The Physics of the Pool: Decoding RF Attenuation and Hydrodynamic Acoustics in the Relxhome X7S
Update on Nov. 22, 2025, 6:41 p.m.
Swimming is the final frontier for personal audio. While runners and cyclists have long enjoyed untethered sound, swimmers have battled the laws of physics. The primary adversary is not just water ingress, but Radio Frequency (RF) Attenuation.
The Relxhome XNCH-X7S is not merely a waterproof headphone; it is a device engineered to circumvent the electromagnetic limitations of water. By integrating local storage with bone conduction transducers, it solves the two fundamental problems of aquatic audio: Signal Loss and Acoustic Impedance. To understand its utility, we must look at it through the lens of hydrodynamics and wave propagation.

The RF Barrier: Why Bluetooth Drowns
A common frustration for new users of swimming headphones is the immediate loss of Bluetooth connection upon submersion. This is not a product defect; it is a physical inevitability. * Resonant Frequency: Bluetooth operates at 2.4 GHz. This frequency is dangerously close to the resonant frequency of the water molecule (H2O). * Absorption: Water absorbs electromagnetic energy at this frequency with extreme efficiency (this is exactly how microwave ovens heat food). Even a few centimeters of water act as a dense Faraday cage, attenuating the signal by tens of decibels. * The Solution: The X7S integrates 32GB of NAND Flash Memory. By moving the source file physically into the headset (MP3 Mode), the engineering design eliminates the need for RF transmission entirely. It transforms the device from a “Receiver” to a “Player,” the only viable architecture for submerged use.

Hydro-Acoustics: Bone Conduction in a Fluid Medium
Bone conduction is often criticized for lacking bass on land. However, underwater, the physics flips. * Impedance Matching: On land, there is a significant impedance mismatch between the transducer (solid) and the air. This causes energy loss. Underwater, the fluid medium has an acoustic impedance much closer to that of human tissue and bone. * The Coupler: When submerged, water fills the gap between the transducer and the skull, acting as an efficient coupling agent. This improves the transmission of lower frequencies. Many users report that the X7S “sounds great in the water” but “tinny out of the water”. This is the direct result of improved impedance matching in the aquatic environment.

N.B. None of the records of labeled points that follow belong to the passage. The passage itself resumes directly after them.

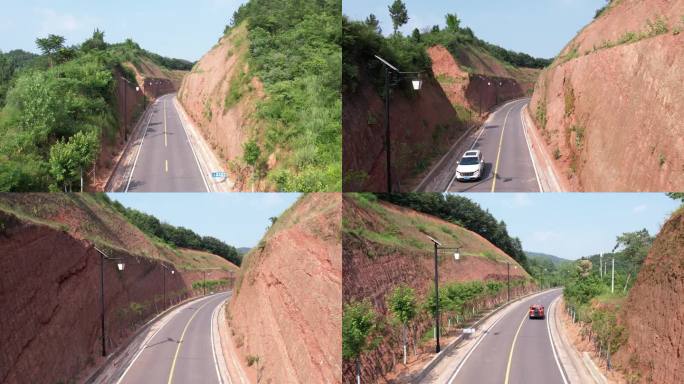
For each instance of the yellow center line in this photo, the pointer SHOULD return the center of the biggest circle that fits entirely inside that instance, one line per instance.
(165, 142)
(498, 155)
(510, 355)
(180, 342)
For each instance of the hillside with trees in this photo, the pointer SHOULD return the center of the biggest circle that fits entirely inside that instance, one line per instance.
(61, 109)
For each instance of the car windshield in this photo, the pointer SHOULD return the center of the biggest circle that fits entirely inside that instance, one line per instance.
(469, 161)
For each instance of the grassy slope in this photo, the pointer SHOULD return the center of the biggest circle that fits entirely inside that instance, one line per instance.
(87, 217)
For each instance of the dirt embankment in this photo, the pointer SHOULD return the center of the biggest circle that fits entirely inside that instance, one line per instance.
(609, 108)
(286, 309)
(50, 300)
(373, 268)
(423, 126)
(221, 98)
(479, 91)
(654, 312)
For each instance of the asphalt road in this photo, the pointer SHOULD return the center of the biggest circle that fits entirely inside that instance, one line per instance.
(165, 161)
(516, 350)
(181, 351)
(508, 161)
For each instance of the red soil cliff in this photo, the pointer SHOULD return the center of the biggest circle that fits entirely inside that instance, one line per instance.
(287, 308)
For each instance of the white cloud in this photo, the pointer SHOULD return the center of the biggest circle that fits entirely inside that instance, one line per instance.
(52, 21)
(639, 208)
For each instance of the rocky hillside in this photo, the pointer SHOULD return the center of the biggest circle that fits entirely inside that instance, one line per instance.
(286, 308)
(50, 283)
(654, 312)
(221, 96)
(609, 108)
(385, 246)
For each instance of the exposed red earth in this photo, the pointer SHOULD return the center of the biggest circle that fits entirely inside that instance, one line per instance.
(286, 308)
(50, 284)
(373, 269)
(609, 106)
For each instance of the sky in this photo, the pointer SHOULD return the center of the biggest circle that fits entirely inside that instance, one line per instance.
(577, 224)
(239, 219)
(173, 28)
(540, 28)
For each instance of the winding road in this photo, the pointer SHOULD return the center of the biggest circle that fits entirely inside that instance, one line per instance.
(511, 349)
(505, 147)
(161, 158)
(182, 349)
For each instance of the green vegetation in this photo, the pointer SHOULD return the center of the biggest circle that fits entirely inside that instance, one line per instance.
(295, 51)
(176, 236)
(360, 332)
(462, 211)
(404, 309)
(59, 110)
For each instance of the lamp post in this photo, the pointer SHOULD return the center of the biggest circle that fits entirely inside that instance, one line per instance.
(120, 266)
(137, 89)
(457, 256)
(164, 269)
(417, 84)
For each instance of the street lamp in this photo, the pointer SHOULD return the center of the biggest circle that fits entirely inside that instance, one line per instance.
(457, 256)
(120, 266)
(417, 84)
(164, 269)
(137, 89)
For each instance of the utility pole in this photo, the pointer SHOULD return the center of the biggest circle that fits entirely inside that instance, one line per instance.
(612, 277)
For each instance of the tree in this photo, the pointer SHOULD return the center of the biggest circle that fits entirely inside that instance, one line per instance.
(50, 46)
(399, 14)
(95, 43)
(402, 305)
(373, 22)
(453, 22)
(360, 332)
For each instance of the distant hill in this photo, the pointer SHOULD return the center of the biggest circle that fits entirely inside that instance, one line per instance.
(543, 256)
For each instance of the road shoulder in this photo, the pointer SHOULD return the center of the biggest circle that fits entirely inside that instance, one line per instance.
(207, 160)
(546, 171)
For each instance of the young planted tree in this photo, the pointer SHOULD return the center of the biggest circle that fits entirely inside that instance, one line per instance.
(399, 14)
(402, 304)
(360, 332)
(50, 46)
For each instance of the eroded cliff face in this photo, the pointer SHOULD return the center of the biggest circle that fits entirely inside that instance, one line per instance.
(654, 312)
(220, 97)
(287, 309)
(609, 107)
(372, 269)
(49, 293)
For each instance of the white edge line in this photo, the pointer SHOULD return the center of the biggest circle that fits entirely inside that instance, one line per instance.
(214, 318)
(553, 345)
(175, 106)
(529, 148)
(470, 352)
(140, 148)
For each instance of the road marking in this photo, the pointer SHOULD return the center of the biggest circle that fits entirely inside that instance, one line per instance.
(498, 155)
(529, 148)
(180, 342)
(135, 162)
(553, 346)
(168, 318)
(165, 141)
(510, 355)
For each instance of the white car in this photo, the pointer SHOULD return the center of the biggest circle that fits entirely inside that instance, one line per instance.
(470, 167)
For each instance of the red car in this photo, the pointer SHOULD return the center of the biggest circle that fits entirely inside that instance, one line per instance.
(536, 311)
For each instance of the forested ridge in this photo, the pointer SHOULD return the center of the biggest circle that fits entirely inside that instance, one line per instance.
(59, 108)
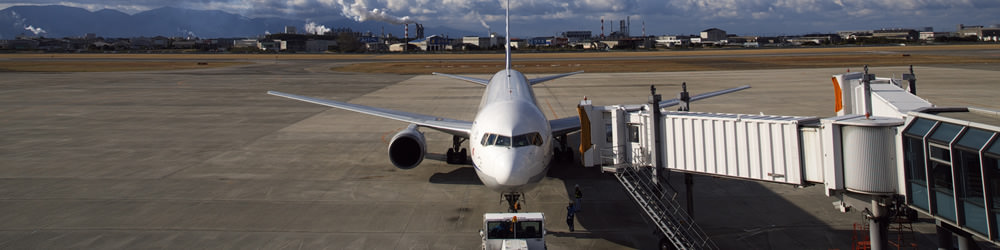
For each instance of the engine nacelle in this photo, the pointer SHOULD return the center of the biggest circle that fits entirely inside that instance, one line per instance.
(407, 148)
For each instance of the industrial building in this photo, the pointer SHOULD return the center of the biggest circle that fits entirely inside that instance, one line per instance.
(991, 33)
(896, 34)
(713, 35)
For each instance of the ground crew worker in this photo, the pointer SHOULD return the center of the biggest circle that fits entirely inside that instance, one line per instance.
(570, 212)
(579, 198)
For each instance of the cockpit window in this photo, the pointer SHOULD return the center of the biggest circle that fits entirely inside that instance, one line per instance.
(516, 141)
(528, 139)
(502, 141)
(491, 140)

Ingress Protection: The Reality of IPX8
The X7S carries an IPX8 rating. In engineering terms, this is a non-trivial step up from IPX7. * Continuous Immersion: IPX7 is tested for 30 minutes at 1 meter. IPX8 implies continuous immersion beyond 1 meter. * Sealing Technology: Achieving this requires potting compounds (filling internal voids with epoxy) and magnetic charging contacts to eliminate the USB port cavity—a major leak point. * Chemical Durability: However, the pool environment introduces Chlorine, a corrosive oxidizer. User reports of “plastic bubbling” suggest that while the electronics are sealed against water pressure, the outer soft-touch coatings may react with pool chemicals over time. Rinsing with fresh water post-swim is not just hygiene; it is material preservation.

Storage Architecture: The Library on Your Head
With 32GB of storage, the X7S can hold approximately 8,000 songs. From a file system perspective, this requires a robust controller capable of indexing large directories without a visual interface. The lack of a “Shuffle” mode or folder navigation, as noted by users, highlights the limitations of headless (screen-less) MP3 players. It forces a linear playback logic, reminiscent of cassette tapes, which simplifies the UI for wet fingers but limits navigational freedom.

Conclusion: A Dedicated Tool for a Hostile Environment
The Relxhome X7S is a specialist tool. It sacrifices the convenience of streaming and the navigational ease of screens to survive in an environment where smartphones cannot go. Its design acknowledges the immutable laws of RF physics—that water kills Bluetooth—and provides the only working alternative: local storage. For the swimmer, it transforms the pool from a silent void into a resonant chamber, leveraging the unique acoustic properties of water to deliver sound in a way that air cannot.